SATs results in County Down determine how children are grouped when they start secondary school. For Newtownards pupils, our experienced educators focus on the specific skills each paper demands — from multi-step arithmetic problems to inference questions in reading — ensuring children feel prepared rather than pressured.
Reading Skills
The reading paper presents three texts of increasing difficulty and asks questions that test retrieval, inference, vocabulary, and summary. Many Newtownards children find the final text challenging — it's often a pre-1900 extract or a piece of non-fiction with unfamiliar language. Our experienced educators prepare students by practising with real SATs papers and teaching strategies for each question type: how to find evidence, how to explain an author's word choice, how to summarise a paragraph concisely.
The GPS Test
The GPS paper tests grammar terminology (subordinate clauses, modal verbs, relative pronouns) alongside spelling and punctuation. It's often the paper that children in Newtownards find most unfamiliar, because the metalanguage can be confusing. Our experienced educators teach this vocabulary explicitly, using examples and practice questions to make abstract concepts concrete. Spelling lists are practised regularly, and common patterns are taught systematically.
Mental and Written Maths
The arithmetic paper tests calculation skills: long multiplication, long division, fractions, decimals, and percentages. There's no room for reasoning here — it's about speed and accuracy. Our experienced educators in Newtownards build these skills through regular practice, focusing on the methods children are expected to use and the common errors that cost marks. Fluent arithmetic is also the foundation for the two reasoning papers, so time spent here pays off twice.
One-to-One Learning
In a classroom of 30, a teacher cannot pause to check whether each pupil truly understands. A tutor working individually with a learner in Newtownards can. Every question is answered, every misconception corrected on the spot, and the pace adapts to the pupil — not the timetable. Families across County Down consistently find that regular, focused individual teaching produces faster and more durable progress than group revision classes or self-study alone.
What Families Should Know
Families know their children better than anyone. That insight is valuable — and we use it. At the start, we ask parents to share their observations: which subjects cause stress, when homework becomes a battle, what has worked or not worked before.

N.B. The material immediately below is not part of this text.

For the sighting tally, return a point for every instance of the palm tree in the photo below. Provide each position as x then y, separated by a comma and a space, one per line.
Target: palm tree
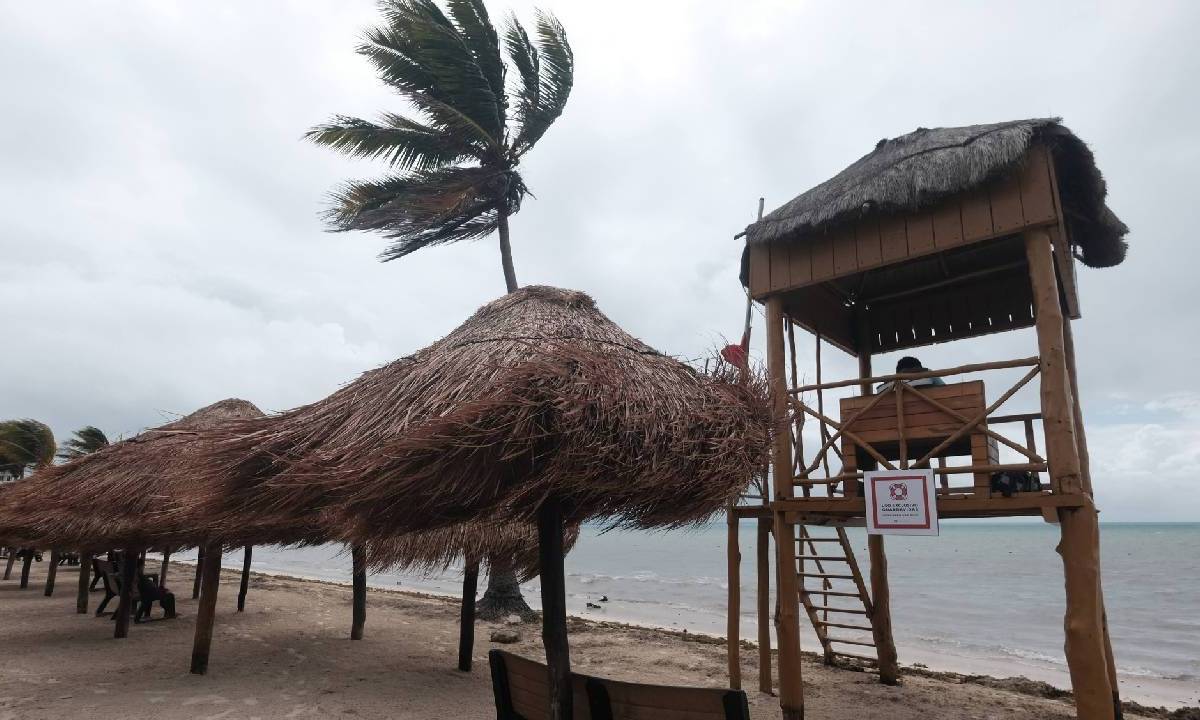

Throughout the process, regular updates ensure families in Newtownards always have a clear picture of progress and next steps.
Preparation Timeline
Starting in Year 5 gives the most time to fill gaps — particularly in maths, where foundational weaknesses can be hard to fix quickly. Year 6 preparation then focuses on applying those skills under test conditions. For Newtownards families who come to us in Year 6, we can still make a significant difference by targeting the topics most likely to appear and building exam technique rapidly. But earlier is always better, especially for children who find reading or maths genuinely difficult.